Home > Weather > Article

Ortona: Battling Bad Weather, History, and Sport – Schools Closed, Gas Cut Off, and the Spirit of Pallavolo Impavida

Weather ✍️ Luca Di Martino 🕒 2026-04-09 06:09 🔥 Views: 3
封面图

Who says the Abruzzo coast is all sunshine and beaches? Those of us in Ortona know better: when the wind turns, the sky goes leaden grey, and bad weather hits the shore with a ferocity you wouldn't expect. In these first few days of April, the town has battened down the hatches and clenched its teeth. April 1st? Schools closed, weather alerts through the roof. Kids at home, empty streets, and seaside business owners with their hearts in their mouths. Then yesterday, April 2nd, a real cold shower (literally) for neighbourhoods like Feudo, Lazzaretto, Savini and Foro. No gas. Not even a flame to cook a plate of pasta or have a hot shower after getting your jacket soaked. The storm damaged the pipes, and people are rightly furious.

But if there's one thing I've learned living here all my life, it's that Ortona is no pushover. It didn't give up in '43, when homes became trenches and every corner was a battlefield. The Battle of Ortona, fought between German paratroopers and Canadian infantry, was one of the bloodiest of the Italian campaign. Street by street, house by house, with sappers blowing through load-bearing walls. They called it "Little Stalingrad". And today, as you stroll along the seafront or stop for a coffee in Piazza Trento e Trieste, you might not think of it. But the Canadian War Cemetery of Ortona, up on that green hill overlooking the sea, reminds you every single day. Over a thousand white graves, lined up like soldiers on parade. A heavy silence, but one that teaches you something.

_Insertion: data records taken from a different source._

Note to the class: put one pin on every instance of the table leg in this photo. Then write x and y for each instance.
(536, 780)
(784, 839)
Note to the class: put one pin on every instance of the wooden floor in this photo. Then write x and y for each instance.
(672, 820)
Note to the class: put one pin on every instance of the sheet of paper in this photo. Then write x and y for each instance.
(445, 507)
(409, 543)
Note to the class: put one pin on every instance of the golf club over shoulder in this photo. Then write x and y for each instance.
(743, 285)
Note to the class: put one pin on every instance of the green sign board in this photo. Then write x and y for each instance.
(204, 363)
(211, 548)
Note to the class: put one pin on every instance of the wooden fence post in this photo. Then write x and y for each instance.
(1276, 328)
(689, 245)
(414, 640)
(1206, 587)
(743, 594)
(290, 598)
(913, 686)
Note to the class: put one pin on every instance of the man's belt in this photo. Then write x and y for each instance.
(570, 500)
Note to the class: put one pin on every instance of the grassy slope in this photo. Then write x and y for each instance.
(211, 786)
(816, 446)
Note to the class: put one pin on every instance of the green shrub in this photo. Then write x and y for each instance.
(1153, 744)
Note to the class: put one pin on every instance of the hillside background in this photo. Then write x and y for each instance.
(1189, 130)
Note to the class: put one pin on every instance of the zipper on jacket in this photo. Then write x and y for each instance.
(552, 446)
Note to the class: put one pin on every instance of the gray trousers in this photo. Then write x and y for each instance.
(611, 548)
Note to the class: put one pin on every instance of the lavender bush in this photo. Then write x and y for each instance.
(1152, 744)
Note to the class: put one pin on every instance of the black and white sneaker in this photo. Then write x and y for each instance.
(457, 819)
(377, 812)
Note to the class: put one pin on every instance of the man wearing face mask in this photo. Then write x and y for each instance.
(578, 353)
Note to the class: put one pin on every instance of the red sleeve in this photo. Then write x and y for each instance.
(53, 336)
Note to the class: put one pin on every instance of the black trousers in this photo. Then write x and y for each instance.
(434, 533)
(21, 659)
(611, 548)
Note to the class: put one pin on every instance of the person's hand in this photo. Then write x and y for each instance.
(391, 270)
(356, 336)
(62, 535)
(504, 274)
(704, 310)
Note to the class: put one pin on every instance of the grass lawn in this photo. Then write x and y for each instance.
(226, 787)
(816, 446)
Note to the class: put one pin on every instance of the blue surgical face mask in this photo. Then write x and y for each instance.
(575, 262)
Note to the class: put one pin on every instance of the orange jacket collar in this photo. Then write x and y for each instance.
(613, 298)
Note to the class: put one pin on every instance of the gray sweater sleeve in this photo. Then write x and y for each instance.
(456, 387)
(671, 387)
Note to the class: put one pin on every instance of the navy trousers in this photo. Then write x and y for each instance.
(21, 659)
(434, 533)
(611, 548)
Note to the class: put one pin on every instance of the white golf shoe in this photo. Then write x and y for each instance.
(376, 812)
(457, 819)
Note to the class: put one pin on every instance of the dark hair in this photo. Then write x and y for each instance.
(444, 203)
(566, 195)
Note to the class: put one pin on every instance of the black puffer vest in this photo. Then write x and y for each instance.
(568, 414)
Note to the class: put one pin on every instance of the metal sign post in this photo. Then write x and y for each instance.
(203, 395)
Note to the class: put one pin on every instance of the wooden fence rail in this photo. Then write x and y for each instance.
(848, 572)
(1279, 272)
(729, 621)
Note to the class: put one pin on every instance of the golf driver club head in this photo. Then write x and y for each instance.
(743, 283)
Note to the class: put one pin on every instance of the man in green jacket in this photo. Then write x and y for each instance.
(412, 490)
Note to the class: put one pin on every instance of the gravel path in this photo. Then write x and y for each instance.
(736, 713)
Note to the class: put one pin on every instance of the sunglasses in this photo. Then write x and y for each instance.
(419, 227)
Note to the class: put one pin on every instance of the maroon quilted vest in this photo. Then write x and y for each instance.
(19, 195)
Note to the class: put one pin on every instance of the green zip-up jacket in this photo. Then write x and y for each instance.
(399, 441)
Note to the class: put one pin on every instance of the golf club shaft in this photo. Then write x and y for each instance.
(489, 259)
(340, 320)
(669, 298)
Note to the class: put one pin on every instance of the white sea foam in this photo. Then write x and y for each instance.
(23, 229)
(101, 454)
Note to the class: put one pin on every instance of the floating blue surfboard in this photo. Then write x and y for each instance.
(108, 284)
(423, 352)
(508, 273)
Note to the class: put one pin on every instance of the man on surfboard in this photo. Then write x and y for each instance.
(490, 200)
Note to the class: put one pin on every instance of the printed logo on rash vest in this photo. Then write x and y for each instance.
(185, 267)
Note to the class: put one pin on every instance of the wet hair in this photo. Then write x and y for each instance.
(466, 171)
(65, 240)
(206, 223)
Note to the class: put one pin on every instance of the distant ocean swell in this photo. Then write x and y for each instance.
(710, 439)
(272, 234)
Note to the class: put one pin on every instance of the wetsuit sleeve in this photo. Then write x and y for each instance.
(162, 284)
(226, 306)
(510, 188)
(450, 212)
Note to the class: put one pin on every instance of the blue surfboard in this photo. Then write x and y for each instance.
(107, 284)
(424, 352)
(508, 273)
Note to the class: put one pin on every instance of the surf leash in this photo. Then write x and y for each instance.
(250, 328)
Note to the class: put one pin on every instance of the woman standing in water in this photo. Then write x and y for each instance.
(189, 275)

That's why, when the rain comes or the wind knocks out the gas meters, I don't panic. Pallavolo Impavida Ortona shows the way. You know that team that never drops a set, that chases down lost balls and turns the match around in the final rallies? Well, they're cut from the same cloth. Impavida is the beating heart of this community: young lads sweating it out in the gym, parents packing the PalaBianchini, and that "stop and you're done" mentality. While that cursed April wind was howling outside, inside the arena you could feel a spirit of redemption. And that's no metaphor.

Let's take stock, plain and simple, of what this spell of bad weather has left behind:

  • Schools closed on April 1st: a safety decision, given that the gusts brought down a few branches and made travel dangerous. Kids are delighted, parents less so – but better a day at home than an accident.
  • Disruption in Feudo, Lazzaretto, Savini and Foro: gas cut off due to storm damage to the networks. No hob, no heating. Technicians are working on it, but patience has run out.
  • Emergency funds: the council has already allocated money to fix the worst damage. We're talking tens of thousands of euro, but the red tape is slow – and the people living there know that better than I do.

Now the rain seems to have stopped hammering the rooftops, and the alert has been lifted. But the determination to bounce back is already sky-high. Because Ortona is like that: after the battle, you rebuild; after the storm, you sweep away the rotten leaves; after a lost set, you get back under the net and attack harder. And as I write this, I'm thinking of the lads from Pallavolo Impavida Ortona, the players I know by name, the faces I see at the supermarket. They don't stop. And neither do we.

If you ever find yourself around these parts, drop by the Canadian War Cemetery of Ortona. Bring a flower, a thought, even just a minute of silence. Then go and watch an Impavida match. You'll feel the exact same thing: the sound of a community that refuses to lose. Even when the sky slaps them in the face.